The fury from French officials who claim to have been blindsided by the loss of the deal seems out of step with reports of their apparent suspicion the deal was in peril. Moreover, governments abandon problematic defense procurements all the time. As is standard in these cases, France’s Naval Group will surely receive restitution as was provided for in an agreement in 2019.

Yet Australian Prime Minister Scott Morrison continued to string along French officials for months, apparently to keep his options open, making statements affirming his support for the Naval Group deal. The U.S. should not have tolerated this duplicity, and by indulging it, the Biden administration guaranteed the U.S. would receive a large share of the blowback rather than turning scrutiny toward the problems with the French contract.

The damage to the relationship with Macron is unfortunate because France actually has a significant economic, military and intelligence presence in the Indian and Pacific oceans due to island territories there, and seeking to integrate Paris into regional alliances in the Pacific could have been useful.
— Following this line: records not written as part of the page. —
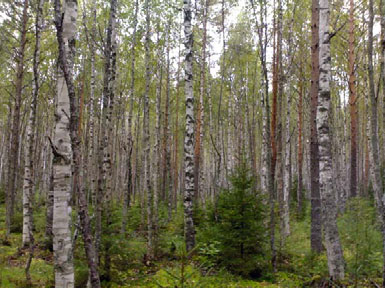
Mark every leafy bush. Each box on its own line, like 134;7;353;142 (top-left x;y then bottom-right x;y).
339;198;382;279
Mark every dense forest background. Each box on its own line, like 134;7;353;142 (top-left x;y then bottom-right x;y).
0;0;385;288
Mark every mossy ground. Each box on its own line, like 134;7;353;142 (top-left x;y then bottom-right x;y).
0;199;382;288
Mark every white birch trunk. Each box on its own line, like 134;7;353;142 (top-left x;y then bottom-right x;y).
183;0;196;251
317;0;344;280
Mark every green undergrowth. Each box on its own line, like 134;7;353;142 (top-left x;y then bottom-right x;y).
0;186;382;288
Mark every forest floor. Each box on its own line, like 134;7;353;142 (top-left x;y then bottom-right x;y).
0;200;382;288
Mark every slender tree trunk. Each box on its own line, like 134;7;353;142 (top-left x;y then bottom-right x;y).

Furthermore, France is the only U.S. ally to use lightly enriched uranium fuel in its nuclear submarines rather than weapons-grade highly enriched uranium. France could have furnished Australia with LEU-reactor technology, avoiding creating a precedent other countries may seize upon to accumulate weapons-grade uranium.
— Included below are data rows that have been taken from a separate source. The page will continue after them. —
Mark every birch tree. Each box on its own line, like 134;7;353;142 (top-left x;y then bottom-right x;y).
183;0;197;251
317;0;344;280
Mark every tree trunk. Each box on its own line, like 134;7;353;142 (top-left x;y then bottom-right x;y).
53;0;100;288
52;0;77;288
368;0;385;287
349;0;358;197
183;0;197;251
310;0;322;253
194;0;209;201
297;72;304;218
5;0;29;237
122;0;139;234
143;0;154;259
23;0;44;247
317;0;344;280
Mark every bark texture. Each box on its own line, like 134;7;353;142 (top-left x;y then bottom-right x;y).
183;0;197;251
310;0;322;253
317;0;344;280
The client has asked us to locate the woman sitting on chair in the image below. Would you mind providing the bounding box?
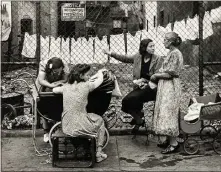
[36,57,68,142]
[53,64,107,162]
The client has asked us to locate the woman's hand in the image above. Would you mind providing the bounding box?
[139,83,148,90]
[150,74,158,82]
[51,81,64,88]
[103,49,111,56]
Of course, the leadership of the Australia-U.K.-U.S. pact will need to take note of how the French procurement plan bogged down and then unravelled, because its own prospective nuclear-powered submarine project could do the same. In fact, it could even go awry due to the greater cost and complexity surrounding nuclear technology and shortfalls in submarine-building capacity in U.S. shipyards.

It’s also possible anti-nuclear activism could lead Australia’s Labor Party to cancel a nuclear submarine program should it be elected back into power, sinking relations with France with nothing to show for it. In other words, the new partners need to tread carefully if Australia’s future nuclear submarine is to avoid the same fate as the hapless Australia-Naval Group deal.